For external factors that are of a categorical nature (e.g., treatment vs. control, male vs. female, different populations), the correction can be made easily by using the pooled within-group covariance matrix for the analyses of integration and modularity. For computing pooled within-group variances and covariances, the deviations of the observations of the group averages of the variables are used instead of the deviations from the grand mean. Accordingly, this method makes a correction by subtracting the differences among the group means. Versions of this type of adjustment for group difference have been widely used (e.g., Klingenberg et al. 2003; Mitteroecker and Bookstein 2008;). This method assumes that the groups share the same covariance matrix. If this assumption is violated, the pooled within-group covariance matrix may still be a useful compromise between groups, but some caution is advised (e.g., more variable groups have a greater influence on the joint estimate).

Perspective

Some adjustments to the methodology presented here are necessary for landmark configurations with object symmetry (e.g., Klingenberg et al. 2002), that is, for configurations that are symmetric in themselves. This is often encountered in biological data, for example in studies of skulls. Morphometric data sets of this type consist of paired landmarks on the left and right sides and single landmarks in the midline or median plane (which is also the axis or plane of symmetry). This structure of the data imposes additional restrictions on the way partitions of the landmarks are formed, because the paired landmarks should be included in a subset as pairs, so that corresponding landmarks from the left and right sides either both belong to a subset or are both excluded from it. Similarly, adjacency graphs need to be symmetric, so that corresponding landmarks are either connected or unconnected on both sides. To decide whether a subdivision of landmarks is spatially contiguous, only to the paired landmarks of one side and the unpaired landmarks are considered. For instance, a subset of landmarks from the cheek region can be contiguous even if the mid-facial region that separates the left and right cheeks does not belong to the subset.

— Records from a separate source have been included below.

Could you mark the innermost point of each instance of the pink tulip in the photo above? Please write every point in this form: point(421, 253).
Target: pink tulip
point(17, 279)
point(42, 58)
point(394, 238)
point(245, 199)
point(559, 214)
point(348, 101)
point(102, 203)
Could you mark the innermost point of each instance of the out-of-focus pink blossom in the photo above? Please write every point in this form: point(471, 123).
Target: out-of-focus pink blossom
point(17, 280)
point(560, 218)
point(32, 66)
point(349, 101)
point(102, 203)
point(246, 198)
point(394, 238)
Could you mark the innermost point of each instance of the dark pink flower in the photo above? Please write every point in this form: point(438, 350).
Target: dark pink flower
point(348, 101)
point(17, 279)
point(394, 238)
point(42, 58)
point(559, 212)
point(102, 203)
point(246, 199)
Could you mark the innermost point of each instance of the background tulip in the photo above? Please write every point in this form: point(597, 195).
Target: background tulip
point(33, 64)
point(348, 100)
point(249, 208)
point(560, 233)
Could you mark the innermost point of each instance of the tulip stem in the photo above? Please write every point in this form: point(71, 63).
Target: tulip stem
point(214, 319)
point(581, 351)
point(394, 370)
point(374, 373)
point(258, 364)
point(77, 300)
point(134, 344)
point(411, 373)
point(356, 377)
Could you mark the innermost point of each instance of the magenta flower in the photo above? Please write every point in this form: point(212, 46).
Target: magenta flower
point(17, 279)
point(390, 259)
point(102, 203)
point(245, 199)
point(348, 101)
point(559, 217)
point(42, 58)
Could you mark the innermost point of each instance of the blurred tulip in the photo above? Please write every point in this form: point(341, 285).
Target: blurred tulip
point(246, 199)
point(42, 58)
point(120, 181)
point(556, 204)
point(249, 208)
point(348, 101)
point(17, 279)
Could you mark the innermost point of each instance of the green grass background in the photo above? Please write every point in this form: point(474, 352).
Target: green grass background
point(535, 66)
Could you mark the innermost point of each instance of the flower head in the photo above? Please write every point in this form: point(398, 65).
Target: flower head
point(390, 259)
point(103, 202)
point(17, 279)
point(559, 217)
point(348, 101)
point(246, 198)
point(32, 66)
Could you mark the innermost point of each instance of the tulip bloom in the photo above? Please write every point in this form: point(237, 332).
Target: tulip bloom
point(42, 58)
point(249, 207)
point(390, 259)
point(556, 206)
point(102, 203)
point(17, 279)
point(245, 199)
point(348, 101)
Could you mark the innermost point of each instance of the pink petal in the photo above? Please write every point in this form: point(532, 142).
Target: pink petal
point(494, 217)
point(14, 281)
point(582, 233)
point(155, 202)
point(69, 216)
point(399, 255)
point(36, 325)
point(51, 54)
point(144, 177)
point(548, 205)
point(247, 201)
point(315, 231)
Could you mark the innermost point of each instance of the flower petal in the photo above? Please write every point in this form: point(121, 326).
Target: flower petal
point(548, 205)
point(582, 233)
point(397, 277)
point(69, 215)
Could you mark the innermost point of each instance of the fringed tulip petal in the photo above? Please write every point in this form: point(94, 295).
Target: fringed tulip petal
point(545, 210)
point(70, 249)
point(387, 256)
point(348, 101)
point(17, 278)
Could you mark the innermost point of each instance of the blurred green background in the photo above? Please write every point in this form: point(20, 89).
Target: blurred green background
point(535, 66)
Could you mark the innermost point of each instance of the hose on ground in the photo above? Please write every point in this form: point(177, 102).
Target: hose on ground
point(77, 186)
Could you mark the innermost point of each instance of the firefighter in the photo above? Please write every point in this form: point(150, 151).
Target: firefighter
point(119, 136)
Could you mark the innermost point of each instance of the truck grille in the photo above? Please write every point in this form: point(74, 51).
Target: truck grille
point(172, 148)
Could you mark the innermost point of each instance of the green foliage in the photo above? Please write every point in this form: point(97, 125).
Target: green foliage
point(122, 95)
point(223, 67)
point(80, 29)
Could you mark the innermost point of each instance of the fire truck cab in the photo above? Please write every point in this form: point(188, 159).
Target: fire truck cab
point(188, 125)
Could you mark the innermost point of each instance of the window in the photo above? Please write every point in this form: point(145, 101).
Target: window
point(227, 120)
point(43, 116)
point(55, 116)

The methods introduced in this article are implemented for two- and three-dimensional data in the MorphoJ program package (Klingenberg 2008–2009). The program also incorporates the adjustments for object symmetry.

This article has introduced methods for evaluating hypotheses concerning the boundaries of modules that are given at the outset of the study. It has not considered the problem of an exploratory search for modules in a configuration of landmarks. The same general approach of comparing the strength of covariation among alternative partitions can be used in that context as well, but that application raises a range of additional questions that will be addressed elsewhere.